Director Michael Lindsay-Hogg on the Definitive New Beatles Video Set
Michael Lindsay-Hogg’s five-decade career as television, film, and theater director has spanned everything from Ready, Steady, Go! to Waiting for Godot. There was also a period, in the mid-1960s, when he made something called promos for a band called the Beatles.
“Promo” was the term for what, in the fullness of time, would become known as the music video. And it’s impossible to imagine a better crash course on the early days of the form than the three new editions of the Beatles’ hits package, 1, coming out this weekend, in time (per long-standing Fab Four tradition) for holiday wish lists. The set includes the deluxe 1+, a whopping package of 50 gorgeously restored videos, with new stereo and 5.1 remixes by Giles (son of George) Martin. Forget the bootleg, third-generation, Betamax versions on YouTube. Frame by frame, new aural and visual wonders are revealed here, from the bristling guitars on “Paperback Writer” to the graffitied “STONES” that can now be clearly seen on a Penny Lane street sign.
Lindsay-Hogg, who shot the Beatles at critical career junctures (including Let It Be, the film that unsuspectingly captured their breakup), remembers what it was like to turn a camera on “the four most famous people in the world.”
Vanity Fair: It’s an obvious question, but it’s unavoidable: Did you have any idea we’d be watching these videos almost 50 years on?

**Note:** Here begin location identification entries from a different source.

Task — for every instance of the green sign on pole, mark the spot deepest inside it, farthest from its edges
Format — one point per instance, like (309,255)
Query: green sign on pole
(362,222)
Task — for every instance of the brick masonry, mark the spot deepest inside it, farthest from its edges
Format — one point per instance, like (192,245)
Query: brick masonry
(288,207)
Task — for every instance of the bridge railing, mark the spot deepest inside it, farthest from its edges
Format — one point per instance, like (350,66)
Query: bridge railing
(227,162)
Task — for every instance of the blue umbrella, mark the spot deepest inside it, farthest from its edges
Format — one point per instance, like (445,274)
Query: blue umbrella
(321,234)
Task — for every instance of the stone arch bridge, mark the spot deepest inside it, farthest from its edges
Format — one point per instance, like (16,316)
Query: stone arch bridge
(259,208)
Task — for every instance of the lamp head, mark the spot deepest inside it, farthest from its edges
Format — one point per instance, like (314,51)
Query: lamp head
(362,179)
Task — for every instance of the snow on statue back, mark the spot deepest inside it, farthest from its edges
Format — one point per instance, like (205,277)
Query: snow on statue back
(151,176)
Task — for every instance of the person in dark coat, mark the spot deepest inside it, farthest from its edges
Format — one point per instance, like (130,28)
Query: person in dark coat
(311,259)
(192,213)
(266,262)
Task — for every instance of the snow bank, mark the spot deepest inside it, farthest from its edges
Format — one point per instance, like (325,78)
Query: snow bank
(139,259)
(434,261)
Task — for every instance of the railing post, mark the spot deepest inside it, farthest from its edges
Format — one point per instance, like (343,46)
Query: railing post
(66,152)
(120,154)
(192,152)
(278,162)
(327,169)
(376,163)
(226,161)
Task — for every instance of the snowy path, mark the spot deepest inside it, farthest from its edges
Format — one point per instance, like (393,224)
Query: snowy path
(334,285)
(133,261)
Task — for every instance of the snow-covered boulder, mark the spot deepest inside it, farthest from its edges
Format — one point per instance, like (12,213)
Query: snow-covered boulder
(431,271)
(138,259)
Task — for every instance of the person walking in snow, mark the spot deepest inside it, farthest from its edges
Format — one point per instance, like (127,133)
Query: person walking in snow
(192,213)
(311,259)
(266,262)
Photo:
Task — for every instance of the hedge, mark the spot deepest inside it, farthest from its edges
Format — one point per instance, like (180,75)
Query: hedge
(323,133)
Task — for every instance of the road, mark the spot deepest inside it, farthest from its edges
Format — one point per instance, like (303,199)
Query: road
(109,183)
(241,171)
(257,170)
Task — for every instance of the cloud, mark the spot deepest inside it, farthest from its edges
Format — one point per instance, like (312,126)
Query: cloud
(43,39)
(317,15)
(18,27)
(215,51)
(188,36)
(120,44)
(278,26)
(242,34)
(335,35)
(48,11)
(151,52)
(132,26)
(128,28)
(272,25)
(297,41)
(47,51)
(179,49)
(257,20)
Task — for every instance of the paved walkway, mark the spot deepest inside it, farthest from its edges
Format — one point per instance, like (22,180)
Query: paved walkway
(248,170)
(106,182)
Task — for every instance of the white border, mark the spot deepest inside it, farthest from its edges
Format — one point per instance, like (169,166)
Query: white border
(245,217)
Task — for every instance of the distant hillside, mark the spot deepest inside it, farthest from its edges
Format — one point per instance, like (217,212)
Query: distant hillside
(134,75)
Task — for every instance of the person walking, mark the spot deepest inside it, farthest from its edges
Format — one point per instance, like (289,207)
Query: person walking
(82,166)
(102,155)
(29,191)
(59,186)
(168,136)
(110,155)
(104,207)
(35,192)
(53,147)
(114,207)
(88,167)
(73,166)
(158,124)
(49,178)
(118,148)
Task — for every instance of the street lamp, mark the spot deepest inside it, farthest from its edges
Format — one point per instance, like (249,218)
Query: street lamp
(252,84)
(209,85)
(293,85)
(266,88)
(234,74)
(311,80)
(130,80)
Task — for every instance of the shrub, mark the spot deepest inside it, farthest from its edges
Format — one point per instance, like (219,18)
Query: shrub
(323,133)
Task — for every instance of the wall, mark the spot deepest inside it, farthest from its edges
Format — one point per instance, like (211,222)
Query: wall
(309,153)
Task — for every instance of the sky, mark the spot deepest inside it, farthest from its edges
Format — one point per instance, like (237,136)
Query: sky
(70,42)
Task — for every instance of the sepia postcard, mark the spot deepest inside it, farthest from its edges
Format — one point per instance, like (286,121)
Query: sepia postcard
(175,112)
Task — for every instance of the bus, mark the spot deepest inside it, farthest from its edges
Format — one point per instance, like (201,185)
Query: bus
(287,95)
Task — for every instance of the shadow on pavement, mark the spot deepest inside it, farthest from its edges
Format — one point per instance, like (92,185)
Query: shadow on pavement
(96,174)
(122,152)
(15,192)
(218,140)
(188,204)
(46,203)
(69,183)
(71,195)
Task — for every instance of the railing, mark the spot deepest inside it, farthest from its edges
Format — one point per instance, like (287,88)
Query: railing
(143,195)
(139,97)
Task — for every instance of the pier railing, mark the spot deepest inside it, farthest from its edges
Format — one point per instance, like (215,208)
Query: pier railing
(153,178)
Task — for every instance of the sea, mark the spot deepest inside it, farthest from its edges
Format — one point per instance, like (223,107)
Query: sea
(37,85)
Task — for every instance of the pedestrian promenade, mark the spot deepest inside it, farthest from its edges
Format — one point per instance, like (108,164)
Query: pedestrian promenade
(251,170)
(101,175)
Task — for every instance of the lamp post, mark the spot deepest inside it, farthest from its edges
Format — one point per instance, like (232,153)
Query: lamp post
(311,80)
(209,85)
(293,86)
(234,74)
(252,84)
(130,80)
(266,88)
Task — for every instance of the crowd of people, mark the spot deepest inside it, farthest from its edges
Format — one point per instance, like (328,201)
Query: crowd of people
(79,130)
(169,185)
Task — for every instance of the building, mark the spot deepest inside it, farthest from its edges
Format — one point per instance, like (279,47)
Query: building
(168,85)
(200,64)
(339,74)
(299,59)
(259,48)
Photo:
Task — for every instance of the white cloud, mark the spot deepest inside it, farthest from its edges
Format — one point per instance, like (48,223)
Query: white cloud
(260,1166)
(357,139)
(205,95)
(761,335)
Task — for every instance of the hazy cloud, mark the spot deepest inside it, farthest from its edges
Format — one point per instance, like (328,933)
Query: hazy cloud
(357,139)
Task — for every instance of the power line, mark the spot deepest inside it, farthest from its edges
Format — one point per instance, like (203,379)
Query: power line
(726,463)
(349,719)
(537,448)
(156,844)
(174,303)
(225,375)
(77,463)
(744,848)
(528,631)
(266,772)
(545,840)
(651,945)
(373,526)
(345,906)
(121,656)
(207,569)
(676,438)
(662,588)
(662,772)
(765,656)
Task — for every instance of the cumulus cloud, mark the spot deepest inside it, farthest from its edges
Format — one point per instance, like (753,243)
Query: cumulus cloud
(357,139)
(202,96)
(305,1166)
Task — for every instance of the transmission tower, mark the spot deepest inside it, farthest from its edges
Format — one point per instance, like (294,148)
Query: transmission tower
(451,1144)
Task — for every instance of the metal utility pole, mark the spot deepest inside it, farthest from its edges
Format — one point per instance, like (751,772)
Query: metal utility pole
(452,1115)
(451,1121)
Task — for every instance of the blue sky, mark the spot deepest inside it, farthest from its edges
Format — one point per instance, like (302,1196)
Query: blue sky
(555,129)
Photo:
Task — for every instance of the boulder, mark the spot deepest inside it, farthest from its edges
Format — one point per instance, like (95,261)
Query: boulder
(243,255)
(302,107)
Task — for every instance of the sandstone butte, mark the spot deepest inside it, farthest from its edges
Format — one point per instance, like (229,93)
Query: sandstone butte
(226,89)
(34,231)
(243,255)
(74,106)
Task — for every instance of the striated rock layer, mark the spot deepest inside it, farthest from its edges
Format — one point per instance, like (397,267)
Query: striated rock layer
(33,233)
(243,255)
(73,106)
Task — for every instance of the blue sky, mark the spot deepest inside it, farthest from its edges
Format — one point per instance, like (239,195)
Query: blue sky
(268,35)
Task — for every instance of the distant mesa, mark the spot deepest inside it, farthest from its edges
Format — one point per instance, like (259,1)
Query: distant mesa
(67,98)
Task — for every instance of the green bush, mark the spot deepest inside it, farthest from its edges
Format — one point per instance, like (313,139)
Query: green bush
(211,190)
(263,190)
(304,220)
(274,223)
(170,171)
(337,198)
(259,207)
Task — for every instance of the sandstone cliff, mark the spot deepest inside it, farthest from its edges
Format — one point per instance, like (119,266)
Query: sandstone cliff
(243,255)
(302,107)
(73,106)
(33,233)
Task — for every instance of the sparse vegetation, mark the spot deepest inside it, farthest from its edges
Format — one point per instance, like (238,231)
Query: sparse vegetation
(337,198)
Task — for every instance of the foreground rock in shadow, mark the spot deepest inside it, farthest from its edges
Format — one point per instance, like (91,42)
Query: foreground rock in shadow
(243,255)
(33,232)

Michael Lindsay-Hogg: No, no, of course not. I mean, they were little mom-and-pop videos because there weren’t really videos before. There was a French system called Scopitone. . . . But then the Beatles—as you see on the DVD set—did some very quick promos after they shot Help!, I think. And so they were the first. And then, when appearing live got to be too much of a headache for them, they were the first band to think about making their own promos and distributing them all across the world—they didn’t have to go there, the promos went there.